Pakistani folk singer (1966–2020)

Shafaullah Khan Rokhri (1966 – 29 August 2020) was a Pakistani folk singer, songwriter, and music producer renowned for his contributions to the Punjab regional music of Pakistan.

He mainly sang Punjabi songs which are popular all over Pakistan. He and his son Zeeshan Khan Rokhri produced music under their own label, Rokhri Productions.

Shafaullah Rokhri is regarded as one of the most popular singers from South Punjab, second only to Attaullah Khan Esakhelvi. After his death, his son Zeeshan Rokhri carried forward his musical legacy.

== Early life ==
Rokhri was born to a Saraiki family in 1966 in Mianwali, Punjab, he initially joined Punjab Police as a constable but due to his interest in music, left the job to pursue a career in music.

== Music career ==
Rokhri started his music career in the 1980s and soon rose to fame. He released a number of albums and became a prolific singer of the Saraiki folk genre. He was considered second only to Attaullah Khan Esakhelvi, also from Mianwali.

In later years, his son Zeeshan Rokhri joined him and the father-son duo sang many songs which became immensely popular in Pakistan. They also produced a music show, Folk Studio, and operated their own music label, Rokhri Productions, which featured artists from Saraiki belt.

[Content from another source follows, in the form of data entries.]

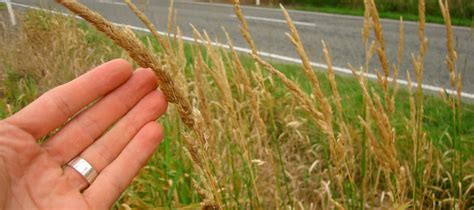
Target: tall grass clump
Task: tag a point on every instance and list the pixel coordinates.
(244, 132)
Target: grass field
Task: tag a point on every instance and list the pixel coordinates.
(265, 139)
(462, 11)
(384, 14)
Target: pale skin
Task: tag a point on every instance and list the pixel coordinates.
(116, 134)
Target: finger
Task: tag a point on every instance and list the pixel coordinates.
(55, 106)
(103, 151)
(116, 177)
(91, 123)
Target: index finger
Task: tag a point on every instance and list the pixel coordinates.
(54, 107)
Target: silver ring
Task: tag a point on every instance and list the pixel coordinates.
(84, 168)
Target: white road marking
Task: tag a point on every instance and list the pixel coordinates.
(291, 11)
(278, 57)
(276, 20)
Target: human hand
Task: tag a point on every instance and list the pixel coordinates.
(32, 174)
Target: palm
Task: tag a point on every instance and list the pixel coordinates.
(33, 173)
(36, 175)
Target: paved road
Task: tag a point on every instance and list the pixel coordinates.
(341, 33)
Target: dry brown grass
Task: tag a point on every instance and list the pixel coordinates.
(257, 138)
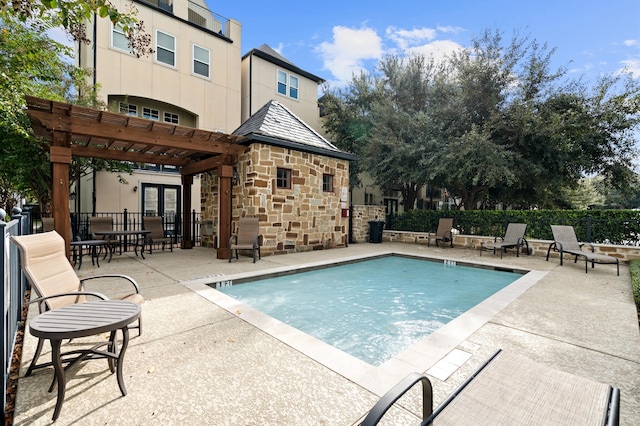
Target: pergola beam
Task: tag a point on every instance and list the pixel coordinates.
(85, 132)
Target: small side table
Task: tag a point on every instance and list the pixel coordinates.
(82, 320)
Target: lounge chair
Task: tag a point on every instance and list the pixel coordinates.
(157, 235)
(513, 237)
(510, 389)
(565, 241)
(443, 233)
(247, 238)
(44, 263)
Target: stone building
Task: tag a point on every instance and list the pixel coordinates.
(291, 178)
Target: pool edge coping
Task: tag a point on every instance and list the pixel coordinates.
(419, 357)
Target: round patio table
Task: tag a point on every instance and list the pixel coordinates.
(93, 250)
(82, 320)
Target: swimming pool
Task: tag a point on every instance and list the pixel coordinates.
(373, 309)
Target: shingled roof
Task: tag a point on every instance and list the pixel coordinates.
(269, 54)
(275, 124)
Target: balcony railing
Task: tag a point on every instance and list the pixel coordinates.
(198, 15)
(160, 4)
(203, 17)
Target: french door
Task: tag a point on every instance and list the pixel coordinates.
(162, 200)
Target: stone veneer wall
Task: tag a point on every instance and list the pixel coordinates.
(302, 218)
(538, 247)
(362, 215)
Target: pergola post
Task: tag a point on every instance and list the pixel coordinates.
(60, 155)
(225, 174)
(187, 239)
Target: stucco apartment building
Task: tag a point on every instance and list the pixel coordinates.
(197, 77)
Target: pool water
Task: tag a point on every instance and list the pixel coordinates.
(373, 309)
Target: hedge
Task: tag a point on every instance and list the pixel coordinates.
(620, 227)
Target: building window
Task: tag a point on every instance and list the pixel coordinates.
(129, 109)
(200, 61)
(118, 39)
(327, 183)
(165, 48)
(150, 113)
(283, 178)
(282, 83)
(288, 81)
(172, 118)
(293, 87)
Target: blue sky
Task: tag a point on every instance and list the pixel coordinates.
(332, 39)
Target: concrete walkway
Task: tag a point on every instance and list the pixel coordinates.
(204, 359)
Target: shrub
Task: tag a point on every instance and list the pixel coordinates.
(634, 268)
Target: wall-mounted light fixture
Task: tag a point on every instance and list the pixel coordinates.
(235, 179)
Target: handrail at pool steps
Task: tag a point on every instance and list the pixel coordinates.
(220, 284)
(590, 402)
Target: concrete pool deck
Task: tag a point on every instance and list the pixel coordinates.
(204, 359)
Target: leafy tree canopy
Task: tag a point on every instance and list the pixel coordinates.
(32, 63)
(490, 123)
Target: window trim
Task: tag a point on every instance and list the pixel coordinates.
(283, 182)
(116, 28)
(291, 88)
(151, 113)
(125, 108)
(164, 117)
(327, 184)
(287, 86)
(194, 60)
(174, 51)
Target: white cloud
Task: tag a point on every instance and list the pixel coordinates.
(279, 48)
(408, 38)
(450, 29)
(632, 66)
(346, 54)
(438, 49)
(350, 49)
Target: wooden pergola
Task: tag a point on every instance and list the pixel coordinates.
(85, 132)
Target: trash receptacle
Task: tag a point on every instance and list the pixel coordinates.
(375, 231)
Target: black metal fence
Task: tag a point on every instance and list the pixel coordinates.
(14, 287)
(126, 220)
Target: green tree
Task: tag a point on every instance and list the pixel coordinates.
(72, 15)
(33, 63)
(493, 123)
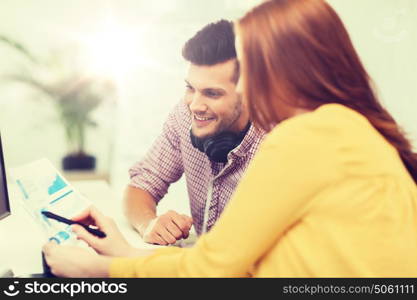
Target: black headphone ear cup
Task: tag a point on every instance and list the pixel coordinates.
(218, 147)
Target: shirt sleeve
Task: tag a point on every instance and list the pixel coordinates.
(294, 164)
(162, 165)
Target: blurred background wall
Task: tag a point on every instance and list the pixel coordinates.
(137, 45)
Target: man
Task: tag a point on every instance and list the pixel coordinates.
(213, 155)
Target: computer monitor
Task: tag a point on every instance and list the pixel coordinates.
(4, 195)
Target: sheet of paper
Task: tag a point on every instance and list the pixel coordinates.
(43, 188)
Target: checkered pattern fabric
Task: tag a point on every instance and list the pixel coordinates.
(173, 155)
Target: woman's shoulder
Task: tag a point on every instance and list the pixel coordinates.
(329, 121)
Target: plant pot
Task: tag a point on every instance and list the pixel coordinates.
(79, 162)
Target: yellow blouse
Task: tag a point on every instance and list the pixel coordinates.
(326, 196)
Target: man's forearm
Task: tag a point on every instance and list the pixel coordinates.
(139, 208)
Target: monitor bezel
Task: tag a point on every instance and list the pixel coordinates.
(3, 171)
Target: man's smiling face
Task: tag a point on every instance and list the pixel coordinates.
(212, 99)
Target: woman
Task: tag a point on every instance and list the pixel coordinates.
(332, 191)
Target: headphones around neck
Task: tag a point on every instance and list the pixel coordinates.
(218, 146)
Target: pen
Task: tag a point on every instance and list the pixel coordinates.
(96, 232)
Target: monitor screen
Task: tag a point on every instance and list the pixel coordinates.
(4, 196)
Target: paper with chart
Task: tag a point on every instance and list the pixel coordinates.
(42, 188)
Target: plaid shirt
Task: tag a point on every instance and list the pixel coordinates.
(172, 154)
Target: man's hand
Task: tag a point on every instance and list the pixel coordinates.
(167, 228)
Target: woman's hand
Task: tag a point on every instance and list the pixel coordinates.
(73, 261)
(114, 244)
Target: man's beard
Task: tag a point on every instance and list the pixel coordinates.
(225, 124)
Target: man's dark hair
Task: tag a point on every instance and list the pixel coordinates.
(213, 44)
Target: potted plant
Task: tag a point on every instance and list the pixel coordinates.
(75, 97)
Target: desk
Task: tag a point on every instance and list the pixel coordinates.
(22, 239)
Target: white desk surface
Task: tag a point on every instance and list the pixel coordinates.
(22, 239)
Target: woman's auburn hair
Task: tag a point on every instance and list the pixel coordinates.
(298, 53)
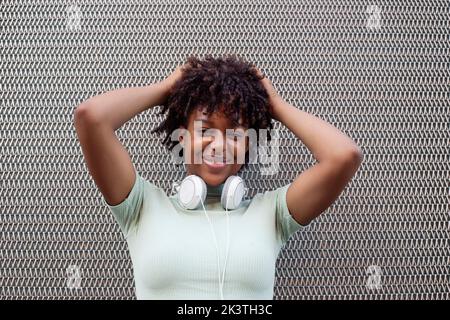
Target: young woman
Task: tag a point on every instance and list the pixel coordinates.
(174, 249)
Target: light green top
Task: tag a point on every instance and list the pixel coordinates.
(173, 251)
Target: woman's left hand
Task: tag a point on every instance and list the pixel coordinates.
(272, 93)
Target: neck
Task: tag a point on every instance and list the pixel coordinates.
(214, 190)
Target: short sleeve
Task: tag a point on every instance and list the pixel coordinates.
(127, 212)
(285, 223)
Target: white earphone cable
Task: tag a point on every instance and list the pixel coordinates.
(217, 248)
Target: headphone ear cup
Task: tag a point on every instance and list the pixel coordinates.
(232, 192)
(192, 192)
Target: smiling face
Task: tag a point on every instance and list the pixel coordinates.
(212, 153)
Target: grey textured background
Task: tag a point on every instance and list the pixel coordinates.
(386, 87)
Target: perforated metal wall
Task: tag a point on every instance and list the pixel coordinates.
(377, 70)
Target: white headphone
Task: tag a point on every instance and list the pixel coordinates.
(192, 192)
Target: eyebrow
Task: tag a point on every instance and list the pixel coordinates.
(209, 122)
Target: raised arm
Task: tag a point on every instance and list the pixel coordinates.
(96, 120)
(339, 157)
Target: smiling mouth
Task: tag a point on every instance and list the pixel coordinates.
(214, 162)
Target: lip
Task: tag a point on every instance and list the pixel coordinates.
(211, 164)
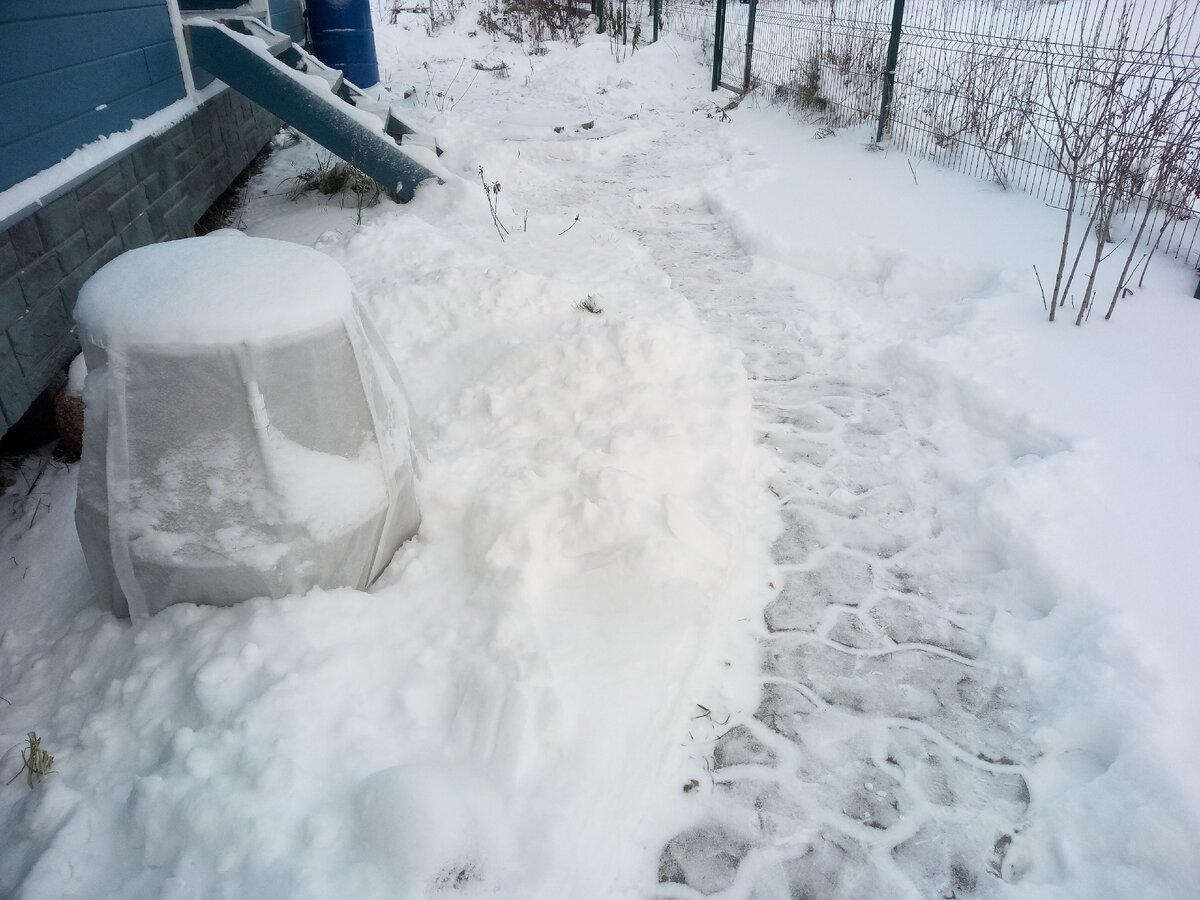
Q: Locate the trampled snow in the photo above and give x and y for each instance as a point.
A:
(816, 564)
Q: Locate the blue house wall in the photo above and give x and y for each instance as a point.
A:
(76, 70)
(72, 71)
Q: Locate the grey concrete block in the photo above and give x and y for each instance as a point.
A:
(129, 208)
(154, 185)
(97, 223)
(180, 221)
(41, 279)
(73, 251)
(129, 174)
(15, 394)
(27, 241)
(138, 233)
(36, 334)
(69, 288)
(59, 220)
(105, 187)
(12, 303)
(105, 255)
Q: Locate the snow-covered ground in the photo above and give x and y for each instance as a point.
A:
(817, 564)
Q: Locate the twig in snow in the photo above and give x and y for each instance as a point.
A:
(34, 761)
(491, 191)
(1044, 304)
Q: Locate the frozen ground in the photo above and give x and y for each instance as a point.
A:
(816, 565)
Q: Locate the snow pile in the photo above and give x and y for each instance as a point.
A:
(507, 712)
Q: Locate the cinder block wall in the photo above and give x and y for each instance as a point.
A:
(155, 191)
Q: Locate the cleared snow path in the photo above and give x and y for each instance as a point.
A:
(895, 749)
(887, 754)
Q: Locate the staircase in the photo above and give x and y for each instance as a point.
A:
(265, 66)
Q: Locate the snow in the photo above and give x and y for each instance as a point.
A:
(211, 291)
(816, 564)
(35, 189)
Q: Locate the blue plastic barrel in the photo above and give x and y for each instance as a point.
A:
(342, 37)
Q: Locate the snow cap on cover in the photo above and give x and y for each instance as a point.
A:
(217, 289)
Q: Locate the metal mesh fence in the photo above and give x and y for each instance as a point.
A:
(1092, 105)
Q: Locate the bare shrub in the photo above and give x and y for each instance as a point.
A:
(532, 22)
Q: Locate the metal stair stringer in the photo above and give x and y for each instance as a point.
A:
(321, 103)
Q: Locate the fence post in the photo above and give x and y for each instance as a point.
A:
(718, 43)
(889, 71)
(745, 76)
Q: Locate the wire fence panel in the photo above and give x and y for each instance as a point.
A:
(1090, 105)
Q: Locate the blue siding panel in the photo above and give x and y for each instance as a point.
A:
(76, 70)
(21, 11)
(30, 155)
(30, 48)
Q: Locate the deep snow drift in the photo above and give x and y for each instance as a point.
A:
(759, 581)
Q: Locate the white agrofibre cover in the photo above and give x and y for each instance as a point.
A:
(246, 435)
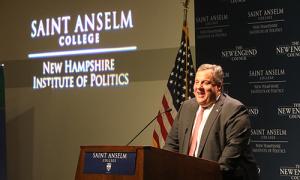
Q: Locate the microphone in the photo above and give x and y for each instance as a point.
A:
(160, 113)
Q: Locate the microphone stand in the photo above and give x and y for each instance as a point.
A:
(168, 110)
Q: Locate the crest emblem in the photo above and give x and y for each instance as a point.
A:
(108, 166)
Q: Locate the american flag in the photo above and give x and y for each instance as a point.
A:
(179, 88)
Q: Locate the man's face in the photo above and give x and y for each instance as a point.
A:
(205, 90)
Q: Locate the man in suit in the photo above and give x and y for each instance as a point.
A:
(214, 126)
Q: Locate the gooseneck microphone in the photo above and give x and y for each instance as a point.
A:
(160, 113)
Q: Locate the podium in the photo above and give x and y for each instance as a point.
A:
(141, 163)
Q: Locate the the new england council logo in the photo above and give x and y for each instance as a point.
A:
(108, 167)
(292, 172)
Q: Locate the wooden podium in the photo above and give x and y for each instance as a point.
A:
(141, 163)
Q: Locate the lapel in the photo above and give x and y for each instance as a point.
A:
(210, 121)
(189, 125)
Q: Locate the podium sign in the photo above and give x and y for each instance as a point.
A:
(120, 163)
(141, 163)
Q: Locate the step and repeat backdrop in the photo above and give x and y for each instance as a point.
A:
(257, 44)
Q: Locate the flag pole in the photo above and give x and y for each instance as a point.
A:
(185, 26)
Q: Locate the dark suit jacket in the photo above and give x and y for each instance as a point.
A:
(225, 137)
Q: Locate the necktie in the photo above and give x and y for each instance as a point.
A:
(193, 142)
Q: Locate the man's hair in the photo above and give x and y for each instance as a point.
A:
(218, 74)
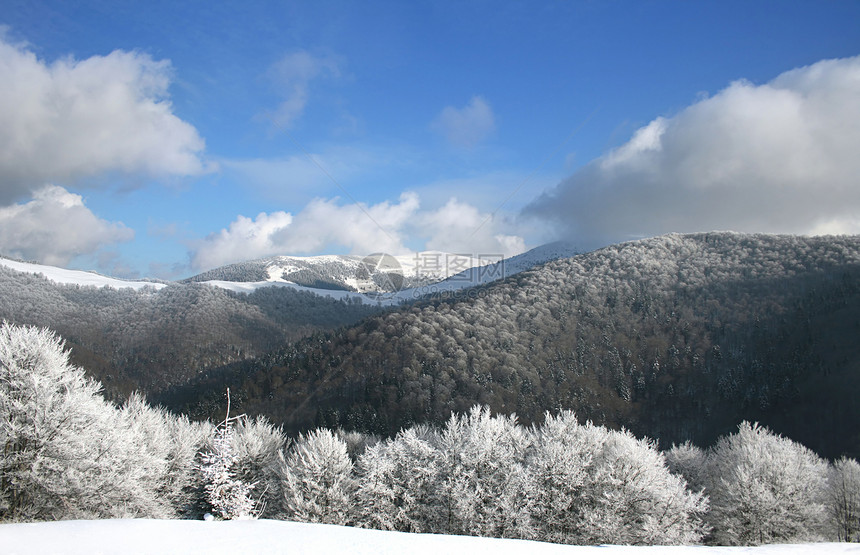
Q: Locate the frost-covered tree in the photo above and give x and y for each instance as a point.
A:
(764, 488)
(318, 485)
(399, 485)
(485, 485)
(66, 453)
(596, 485)
(843, 499)
(256, 445)
(164, 448)
(228, 495)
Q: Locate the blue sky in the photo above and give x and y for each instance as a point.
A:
(163, 138)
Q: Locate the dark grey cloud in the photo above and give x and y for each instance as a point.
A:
(781, 157)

During last decade, they mostly revamped their own songs and released them on YouTube, garnering millions of views. His songs have been covered by a number of new singers who rose to fame singing and following his style.

== Personal life ==
He was married and had a daughter and four sons. His son Zeeshan Khan Rokhri is also a famous Saraiki singer.

==Death==
Rokhri died on 29 August 2020 in Islamabad, due to cardiac arrest. Punjab's Chief Minister Usman Buzdar expressed condolences to Rokhri's family, saying that he would long be remembered for the promotion of Saraiki singing.